Still, don’t feel anxious or upset when your child doesn’t come home with medals or top marks. Instead, take time to discover what they actually love to do because chances are they thrive in it. And when you allow them to engage in their interests and passions, they’ll always surpass your expectations.

Do: Help them reduce homework stress.father and daughter

Instead of pressuring your kids to finish a mound of homework in one sitting without help, guide them. Some overachieving kids can put pressure on themselves, too, especially if they’re innately competitive. Hence, your assurance and guidance are critical. Schedule a downtime before they get burnt out. Establish a routine that doesn’t revolve around studying. Giving your kids ample time to relax their brains and unwind will help them maintain a healthy balance between studies and leisure. It’ll make them appreciate their own well-being, not just their grades and academic achievements.

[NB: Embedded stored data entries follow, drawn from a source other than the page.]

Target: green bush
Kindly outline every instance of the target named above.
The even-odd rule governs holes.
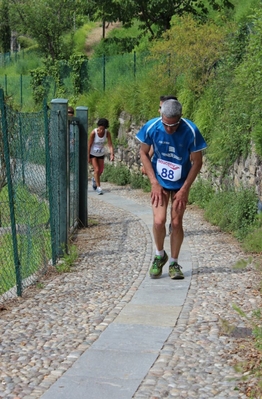
[[[137,37],[108,37],[100,42],[95,48],[95,56],[117,55],[123,53],[131,53],[135,46],[139,44]]]
[[[200,177],[193,183],[189,192],[189,203],[196,204],[200,208],[205,208],[207,203],[213,198],[215,190],[212,183]]]
[[[140,172],[131,172],[127,166],[114,166],[105,164],[105,169],[101,175],[101,181],[114,183],[118,186],[130,185],[133,189],[142,189],[150,192],[151,186],[149,179]]]
[[[17,41],[20,44],[21,49],[28,49],[30,47],[36,46],[35,41],[28,36],[20,35],[18,36]]]
[[[204,215],[210,223],[243,240],[254,229],[257,202],[257,195],[252,189],[226,189],[212,197]]]
[[[143,185],[143,175],[142,173],[132,173],[130,178],[130,186],[131,188],[138,189],[142,188]]]
[[[131,27],[113,29],[106,38],[95,46],[94,56],[102,57],[103,55],[112,56],[130,53],[140,44],[142,36],[144,35],[141,35],[141,30],[137,23],[134,23]]]
[[[257,215],[254,228],[243,239],[242,247],[246,252],[262,253],[262,213]]]
[[[248,233],[242,247],[246,252],[262,253],[262,227]]]
[[[117,186],[125,186],[130,184],[131,173],[125,166],[105,165],[101,181],[108,181]]]
[[[130,186],[134,189],[140,188],[147,193],[151,190],[149,179],[139,172],[131,173]]]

Don’t: Discuss the future often.

Children are naturally excited about the future. They like to dream of what they want to be when they grow up. But when you discuss the future with expectations of what they should already be at a certain age — for instance, telling them that they should become a lawyer or a doctor after college — your child will feel pressured to attain straight A’s on all their subjects, because otherwise, they’d be a failure.

Do: Give them praise.

Nothing is more motivational than being praised for your hard work. Even if your child doesn’t get the medal or earn the number one spot, they still are their biggest supporter. Don’t nitpick on their harmless mistakes, and focus instead on their triumphs. If they fail, let them know that they can always try again and that failure is part of growing up. Their independence in their achievements will help them make healthy choices that will be essential in their happiness and adulthood.